Howard Porter, who is in his 70s and suffers from Parkinson’s disease, testified that he preferred curbside voting because he has ambulatory issues that make it impossible to guarantee that he’d be able to stay 6 feet away from other people in his polling place. (Merrill is not requiring masks for voting and had compared such a mandate to a poll tax.)
Annie Carolyn Thompson, a 68-year-old with diabetes and high blood pressure, testified that she did not have the computer equipment that would allow her to print the copy of her ID that was required for her to vote absentee. Because she is self-quarantining during the pandemic, she is also struggling to meet the witness requirement, as she is not regularly in contact with two people at the same time.
To defend the restrictions, state election officials testified about their willingness to help voters in situations like those faced by the challengers. They said they would send staff to voters’ homes to serve as their witnesses, and that if voters texted or emailed photos of their IDs, the state elections office would print and send them the needed copy.

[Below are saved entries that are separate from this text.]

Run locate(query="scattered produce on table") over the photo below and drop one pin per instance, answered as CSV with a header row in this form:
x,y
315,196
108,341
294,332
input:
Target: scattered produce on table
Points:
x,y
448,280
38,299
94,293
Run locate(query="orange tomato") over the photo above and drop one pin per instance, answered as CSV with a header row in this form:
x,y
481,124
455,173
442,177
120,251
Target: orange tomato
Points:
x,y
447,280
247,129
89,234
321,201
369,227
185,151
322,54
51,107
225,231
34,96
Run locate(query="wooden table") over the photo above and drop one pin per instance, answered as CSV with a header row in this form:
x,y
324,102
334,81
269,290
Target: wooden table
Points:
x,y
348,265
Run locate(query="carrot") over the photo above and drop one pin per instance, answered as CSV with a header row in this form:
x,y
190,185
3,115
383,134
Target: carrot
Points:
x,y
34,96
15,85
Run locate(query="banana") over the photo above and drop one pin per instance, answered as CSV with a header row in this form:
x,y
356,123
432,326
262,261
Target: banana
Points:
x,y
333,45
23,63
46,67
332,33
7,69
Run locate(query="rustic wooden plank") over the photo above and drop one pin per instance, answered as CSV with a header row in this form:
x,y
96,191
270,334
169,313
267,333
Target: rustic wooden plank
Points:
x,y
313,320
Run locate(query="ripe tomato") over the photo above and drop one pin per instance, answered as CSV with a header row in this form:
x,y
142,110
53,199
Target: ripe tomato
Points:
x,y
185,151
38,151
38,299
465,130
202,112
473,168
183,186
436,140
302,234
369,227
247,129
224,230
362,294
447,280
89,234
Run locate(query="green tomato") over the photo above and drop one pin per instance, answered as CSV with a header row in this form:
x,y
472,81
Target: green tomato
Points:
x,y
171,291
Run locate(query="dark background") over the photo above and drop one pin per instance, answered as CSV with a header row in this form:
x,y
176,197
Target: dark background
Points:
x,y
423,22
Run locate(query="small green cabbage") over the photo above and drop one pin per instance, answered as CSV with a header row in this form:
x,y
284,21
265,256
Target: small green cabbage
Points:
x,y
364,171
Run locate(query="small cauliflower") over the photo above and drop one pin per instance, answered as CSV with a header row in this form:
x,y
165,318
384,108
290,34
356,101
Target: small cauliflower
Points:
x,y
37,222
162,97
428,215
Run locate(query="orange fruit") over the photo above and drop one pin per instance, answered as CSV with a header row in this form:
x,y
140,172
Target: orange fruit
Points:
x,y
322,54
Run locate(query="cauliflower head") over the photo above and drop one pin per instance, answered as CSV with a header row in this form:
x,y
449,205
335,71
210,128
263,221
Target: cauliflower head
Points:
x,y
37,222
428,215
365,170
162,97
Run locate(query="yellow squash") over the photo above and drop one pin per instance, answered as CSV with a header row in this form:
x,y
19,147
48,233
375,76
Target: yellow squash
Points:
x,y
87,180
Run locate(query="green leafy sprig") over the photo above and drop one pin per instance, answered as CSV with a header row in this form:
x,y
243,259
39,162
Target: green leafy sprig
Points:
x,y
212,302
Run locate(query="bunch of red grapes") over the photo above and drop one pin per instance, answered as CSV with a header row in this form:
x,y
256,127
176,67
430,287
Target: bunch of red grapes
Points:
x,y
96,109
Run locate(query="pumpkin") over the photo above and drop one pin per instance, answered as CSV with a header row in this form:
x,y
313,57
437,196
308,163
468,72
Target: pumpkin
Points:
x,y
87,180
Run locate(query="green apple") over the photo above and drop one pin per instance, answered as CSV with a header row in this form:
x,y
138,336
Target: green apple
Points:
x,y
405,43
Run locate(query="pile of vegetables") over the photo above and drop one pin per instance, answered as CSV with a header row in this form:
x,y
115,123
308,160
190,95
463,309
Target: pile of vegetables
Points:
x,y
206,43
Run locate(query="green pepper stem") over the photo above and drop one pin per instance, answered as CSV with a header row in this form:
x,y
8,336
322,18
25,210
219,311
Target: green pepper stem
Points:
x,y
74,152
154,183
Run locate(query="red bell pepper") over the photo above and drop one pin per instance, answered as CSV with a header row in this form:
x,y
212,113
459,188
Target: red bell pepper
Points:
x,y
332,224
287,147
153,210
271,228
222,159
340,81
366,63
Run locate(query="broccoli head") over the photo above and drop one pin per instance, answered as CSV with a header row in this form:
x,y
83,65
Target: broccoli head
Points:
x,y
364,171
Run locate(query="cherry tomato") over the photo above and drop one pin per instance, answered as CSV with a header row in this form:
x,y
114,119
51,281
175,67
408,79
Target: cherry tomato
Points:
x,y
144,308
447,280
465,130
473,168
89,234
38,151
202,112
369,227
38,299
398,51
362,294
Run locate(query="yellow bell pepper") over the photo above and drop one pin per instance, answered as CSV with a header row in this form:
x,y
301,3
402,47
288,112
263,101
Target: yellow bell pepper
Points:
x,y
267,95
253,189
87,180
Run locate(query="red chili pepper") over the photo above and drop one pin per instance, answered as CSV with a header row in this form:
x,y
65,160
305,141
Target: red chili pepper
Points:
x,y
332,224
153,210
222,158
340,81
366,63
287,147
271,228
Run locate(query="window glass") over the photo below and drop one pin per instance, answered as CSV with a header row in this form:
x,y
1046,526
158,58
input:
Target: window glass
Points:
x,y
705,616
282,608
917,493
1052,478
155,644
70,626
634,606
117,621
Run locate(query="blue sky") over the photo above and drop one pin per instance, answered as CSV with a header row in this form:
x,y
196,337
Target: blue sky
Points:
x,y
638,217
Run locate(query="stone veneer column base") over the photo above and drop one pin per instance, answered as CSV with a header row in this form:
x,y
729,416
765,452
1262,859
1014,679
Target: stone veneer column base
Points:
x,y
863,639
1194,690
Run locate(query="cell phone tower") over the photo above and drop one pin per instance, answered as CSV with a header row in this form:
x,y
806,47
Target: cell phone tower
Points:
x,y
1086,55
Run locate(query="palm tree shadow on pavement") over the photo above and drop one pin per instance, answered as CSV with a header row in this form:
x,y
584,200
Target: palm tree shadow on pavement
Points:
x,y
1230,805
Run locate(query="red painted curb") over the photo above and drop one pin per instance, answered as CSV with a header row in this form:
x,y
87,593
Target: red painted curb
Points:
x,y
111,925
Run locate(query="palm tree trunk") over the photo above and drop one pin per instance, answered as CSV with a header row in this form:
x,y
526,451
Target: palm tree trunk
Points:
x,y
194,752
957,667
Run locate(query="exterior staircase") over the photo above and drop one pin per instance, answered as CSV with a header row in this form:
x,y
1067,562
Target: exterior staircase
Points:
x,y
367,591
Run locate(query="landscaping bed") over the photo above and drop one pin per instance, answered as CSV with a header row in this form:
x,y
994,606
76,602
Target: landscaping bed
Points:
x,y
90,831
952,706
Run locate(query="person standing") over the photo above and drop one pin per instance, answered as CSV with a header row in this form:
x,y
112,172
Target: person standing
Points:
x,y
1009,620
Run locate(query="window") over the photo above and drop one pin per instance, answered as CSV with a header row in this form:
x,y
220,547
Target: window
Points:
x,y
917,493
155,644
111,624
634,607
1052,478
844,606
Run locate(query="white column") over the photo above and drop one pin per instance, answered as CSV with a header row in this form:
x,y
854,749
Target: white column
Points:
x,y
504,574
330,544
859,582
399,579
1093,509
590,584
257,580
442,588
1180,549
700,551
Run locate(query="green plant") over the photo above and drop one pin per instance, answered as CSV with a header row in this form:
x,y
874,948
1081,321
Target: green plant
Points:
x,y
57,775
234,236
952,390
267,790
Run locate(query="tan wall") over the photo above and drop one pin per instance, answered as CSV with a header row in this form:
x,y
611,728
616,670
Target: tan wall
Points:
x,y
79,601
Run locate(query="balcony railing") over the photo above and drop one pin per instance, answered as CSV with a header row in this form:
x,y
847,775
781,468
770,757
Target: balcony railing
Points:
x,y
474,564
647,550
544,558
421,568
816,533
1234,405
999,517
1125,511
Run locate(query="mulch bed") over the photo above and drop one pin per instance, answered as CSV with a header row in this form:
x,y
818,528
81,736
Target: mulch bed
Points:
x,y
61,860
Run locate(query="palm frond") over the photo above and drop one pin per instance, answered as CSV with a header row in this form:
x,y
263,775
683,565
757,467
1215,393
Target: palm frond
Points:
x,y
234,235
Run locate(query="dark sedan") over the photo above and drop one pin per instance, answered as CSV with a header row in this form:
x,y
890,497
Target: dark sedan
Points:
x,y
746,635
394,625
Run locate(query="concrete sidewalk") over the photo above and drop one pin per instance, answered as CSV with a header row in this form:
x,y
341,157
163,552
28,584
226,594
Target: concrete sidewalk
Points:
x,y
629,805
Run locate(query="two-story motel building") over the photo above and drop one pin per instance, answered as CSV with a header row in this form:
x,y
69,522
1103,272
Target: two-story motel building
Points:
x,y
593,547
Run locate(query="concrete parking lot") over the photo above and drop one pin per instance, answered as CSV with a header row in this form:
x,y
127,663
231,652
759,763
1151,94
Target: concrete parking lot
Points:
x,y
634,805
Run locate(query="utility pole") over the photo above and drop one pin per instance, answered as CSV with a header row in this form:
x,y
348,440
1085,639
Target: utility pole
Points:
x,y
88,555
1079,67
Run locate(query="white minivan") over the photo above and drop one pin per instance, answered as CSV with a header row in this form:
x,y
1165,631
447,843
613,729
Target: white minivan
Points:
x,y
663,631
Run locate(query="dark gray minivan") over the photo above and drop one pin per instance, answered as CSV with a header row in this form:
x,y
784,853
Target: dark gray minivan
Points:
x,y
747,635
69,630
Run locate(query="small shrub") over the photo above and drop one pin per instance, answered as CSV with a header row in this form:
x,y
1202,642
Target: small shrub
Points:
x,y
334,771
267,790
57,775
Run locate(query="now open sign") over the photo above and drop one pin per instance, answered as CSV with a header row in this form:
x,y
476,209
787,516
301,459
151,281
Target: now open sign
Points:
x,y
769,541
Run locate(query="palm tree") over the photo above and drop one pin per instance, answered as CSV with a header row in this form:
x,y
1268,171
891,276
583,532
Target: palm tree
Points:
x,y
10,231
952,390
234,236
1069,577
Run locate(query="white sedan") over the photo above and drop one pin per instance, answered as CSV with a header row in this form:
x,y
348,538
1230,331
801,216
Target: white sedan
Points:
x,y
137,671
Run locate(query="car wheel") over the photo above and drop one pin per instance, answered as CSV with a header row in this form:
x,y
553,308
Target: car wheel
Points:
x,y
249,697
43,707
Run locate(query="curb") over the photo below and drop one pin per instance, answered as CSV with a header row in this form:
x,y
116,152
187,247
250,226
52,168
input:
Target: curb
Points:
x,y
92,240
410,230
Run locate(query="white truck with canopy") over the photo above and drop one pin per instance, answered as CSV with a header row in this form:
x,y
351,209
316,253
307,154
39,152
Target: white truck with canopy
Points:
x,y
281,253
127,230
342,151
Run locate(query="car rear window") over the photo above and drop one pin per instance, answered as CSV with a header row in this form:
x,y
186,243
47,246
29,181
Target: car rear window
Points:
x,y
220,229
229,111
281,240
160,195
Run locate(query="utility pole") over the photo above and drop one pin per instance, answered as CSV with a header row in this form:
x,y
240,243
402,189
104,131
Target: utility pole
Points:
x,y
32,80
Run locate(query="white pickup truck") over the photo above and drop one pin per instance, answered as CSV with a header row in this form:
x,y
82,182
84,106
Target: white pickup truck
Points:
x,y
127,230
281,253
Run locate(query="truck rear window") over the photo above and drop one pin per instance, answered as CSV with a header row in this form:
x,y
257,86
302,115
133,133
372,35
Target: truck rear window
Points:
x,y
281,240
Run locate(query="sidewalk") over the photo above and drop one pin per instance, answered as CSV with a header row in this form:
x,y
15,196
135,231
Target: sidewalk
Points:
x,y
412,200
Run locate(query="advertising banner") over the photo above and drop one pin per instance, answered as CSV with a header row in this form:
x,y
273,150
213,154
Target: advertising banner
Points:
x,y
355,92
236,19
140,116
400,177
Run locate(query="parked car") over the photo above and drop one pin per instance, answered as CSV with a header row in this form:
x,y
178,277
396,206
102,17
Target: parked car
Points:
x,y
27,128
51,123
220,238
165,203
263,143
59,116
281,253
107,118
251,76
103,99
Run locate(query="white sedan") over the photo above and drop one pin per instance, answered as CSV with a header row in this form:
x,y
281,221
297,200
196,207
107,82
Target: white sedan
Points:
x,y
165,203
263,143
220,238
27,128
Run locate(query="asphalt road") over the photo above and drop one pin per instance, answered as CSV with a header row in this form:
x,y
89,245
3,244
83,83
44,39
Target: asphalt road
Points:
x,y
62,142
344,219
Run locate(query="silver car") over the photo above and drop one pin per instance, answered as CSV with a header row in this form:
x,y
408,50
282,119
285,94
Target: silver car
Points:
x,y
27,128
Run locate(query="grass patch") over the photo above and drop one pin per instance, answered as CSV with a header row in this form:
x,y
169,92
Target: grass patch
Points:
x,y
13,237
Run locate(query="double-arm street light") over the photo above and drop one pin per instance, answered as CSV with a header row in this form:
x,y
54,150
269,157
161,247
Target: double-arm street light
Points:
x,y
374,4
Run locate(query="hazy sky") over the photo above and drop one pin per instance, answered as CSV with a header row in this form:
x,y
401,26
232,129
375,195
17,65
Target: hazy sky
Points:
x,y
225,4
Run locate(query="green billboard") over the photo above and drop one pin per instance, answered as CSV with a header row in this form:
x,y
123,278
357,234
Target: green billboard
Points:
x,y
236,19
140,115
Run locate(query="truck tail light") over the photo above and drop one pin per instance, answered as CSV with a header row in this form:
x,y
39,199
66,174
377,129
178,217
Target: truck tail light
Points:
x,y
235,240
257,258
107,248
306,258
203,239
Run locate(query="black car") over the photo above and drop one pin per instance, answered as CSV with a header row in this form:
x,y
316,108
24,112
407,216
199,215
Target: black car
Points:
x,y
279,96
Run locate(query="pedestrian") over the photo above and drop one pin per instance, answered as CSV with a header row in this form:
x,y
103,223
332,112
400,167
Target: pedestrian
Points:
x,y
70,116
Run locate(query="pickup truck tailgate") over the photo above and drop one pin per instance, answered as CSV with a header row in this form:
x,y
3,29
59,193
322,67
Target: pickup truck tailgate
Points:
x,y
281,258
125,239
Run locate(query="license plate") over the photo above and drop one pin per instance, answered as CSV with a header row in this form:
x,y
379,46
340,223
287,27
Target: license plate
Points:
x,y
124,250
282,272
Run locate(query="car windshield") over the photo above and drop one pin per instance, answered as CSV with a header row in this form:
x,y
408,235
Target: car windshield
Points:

Kallon’s opinion noted that the state had not provided evidence of how widely such workarounds are being used, nor whether such services are being advertised.
Merrill told TPM that “several dozen” voters had reached out for help with printing IDs, while his staff had gone to at least two homes to serve his witnesses. He confirmed that his website didn’t advertise that voters could reach out to him for that kind of help.
“It’s not advertised because it’s not a need. I mean if there’s only been the few examples that I’ve given you, then it’s obviously not a need,” Merrill claimed. “Now it’s a manufactured need by some liberal special interest groups and liberal individuals that are trying to promote a narrative that doesn’t exist in Alabama. But we have to fight that all the time, so we just tell those people to wait in line.”